Spoiler içerir: Savaşın insanlar üzerindeki etkisini anlatan mükemmel bir Cengiz Aytmatov kitabıydı. Çok kısa olmasına rağmen o kadar etkileyiciydi ki bir süre etkisinden çıkamayacağım. İncelemenin devamında kitabın tüm içeriğinden bahsedeceğimi şimdiden söylemek isterim. Kocası diğer askerler gibi savaşa giden Seyde, daha yeni evlidir, hatta kocası gittiğinde hamile olduğunu yeni öğrenmiş ve bunu söyleyecek zaman bile bulamamıştır. Kocasının annesi ve yeni doğmuş bebeğiyle kalan Seyde, evin tüm işlerini kendisi yapmaktadır. İçten içe kocasının eve dönmesini çok ister ama bunun yapılması gereken bir görev olduğunu da düşündüğü için üzülmektedir. Ta ki bir gün kapı çalana kadar, gelen, kocası İsmail 'dir. Ama savaş bittiği ya da dönmesi gerektiği için değil, kaçak olarak dönmüştür İsmail. Seyde kocasına o kadar güvenmekte ve o ne yapsa doğrudur mantığında olduğu için bu durumu kimseye söylemez, onu yakalatmak istemez. İsmail bir mağarada yaşar ve Seyde onu her gün besler, zaten az olan yiyeceklerini ona ayırır. Hatta kendi bile yemez çoğu zaman, onun için İsmail, her şeyden önemlidir. Zaten her gün acı haber alan köyünde, aynı şeyin İsmail başına gelmeyecek olmasına da sevinir. Açlık gün geçtikçe artmakta ve halk çocuklarını besleyemeyecek hale gelmektedir. Son günlerde iyice bastıran bu kıtlık, zaten bu kış mevsiminde bir mağarada kalan İsmail'i daha da zor duruma sokar ve bir gün Seydeler'in komşuları olan Totoy'un ineğini çalmaya karar verir. Totoy ise, kocası eskiden köyün su işleriyle ilgilenen üç çocuk annesi bir kadındır. Kocası savaşa gittikten sonra üç çocuğuyla yalnız kalmış ve onlara bakmakta zorluk çekmektedir. Hatta tek ümidi, ineğinin sütünün gelmesi ve bu sayede çocuklarını doyurmasıdır. İneğinin çalınmasıyla hayalleri başına yıkılır. Tüm köy ineği bulmak için seferber olur Seyde dahil. Çünkü Seyde'nin olaylar hakkında en ufak bir fikri yoktur. Çok ararlar, ama ineği bulamazlar. O gece İsmail gizlice eve gelir ve cebinden et parçası çıkarır, bunu çocuk için yemek yapması amacıyla kullanmasını söyler ve Seyde, Totoy'un ineğini İsmail'in çaldığını anlar. Seyde'nin İsmail'e karşı olan tüm güzel duyguları yerini hayal kırıklığına bırakır acaba onun kaçak olduğunu söyleyecek, bu yaptığının üzerine onu ele verecek midir? (Nehir Kaya)

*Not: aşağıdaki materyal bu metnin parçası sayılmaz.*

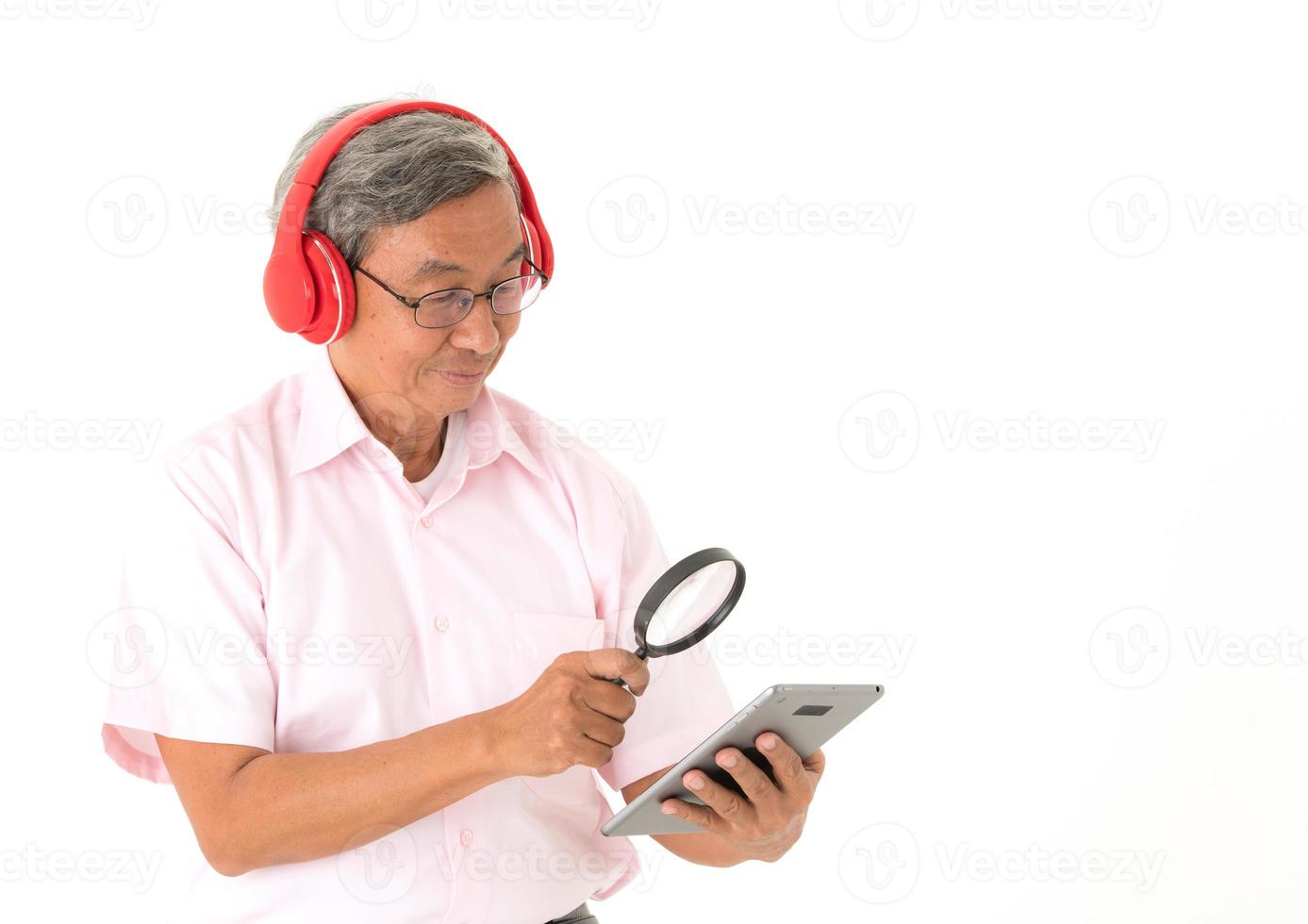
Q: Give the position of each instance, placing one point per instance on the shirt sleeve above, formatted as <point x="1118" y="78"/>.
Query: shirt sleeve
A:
<point x="186" y="653"/>
<point x="686" y="700"/>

Kitabın Yazarı Cengiz Aytmatov Kimdir?

Cengiz Aytmatov, (Kırgızca: Чыңгыз Айтматов (Çıňğız Aytmatov), Rusça: Чингиз Торекулович Айтматов) (d. 12 Aralık 1928, Kırgızistan - ö. 10 Haziran 2008, Almanya).

Ünlü Kırgız Türkü edebiyatçı, gazeteci, çevirmen ve siyasetçi. 12 Aralık 1928 tarihinde Kuzeybatı Kırgızistan'daki Talas eyaletinin Şeker köyünde doğdu. Babası Torekul Aytmatov, Sovyet Kırgızistanı'nda seçkin devlet adamı idi, ancak 1937'de tutuklandı ve 1938'de kurşuna dizildi. Tatar kızı olan annesi Nagima Hamziyevna Abdulvaliyeva tiyatro aktrisiydi. Adı, Cengiz Han'dan esinlenerek konulmuştur.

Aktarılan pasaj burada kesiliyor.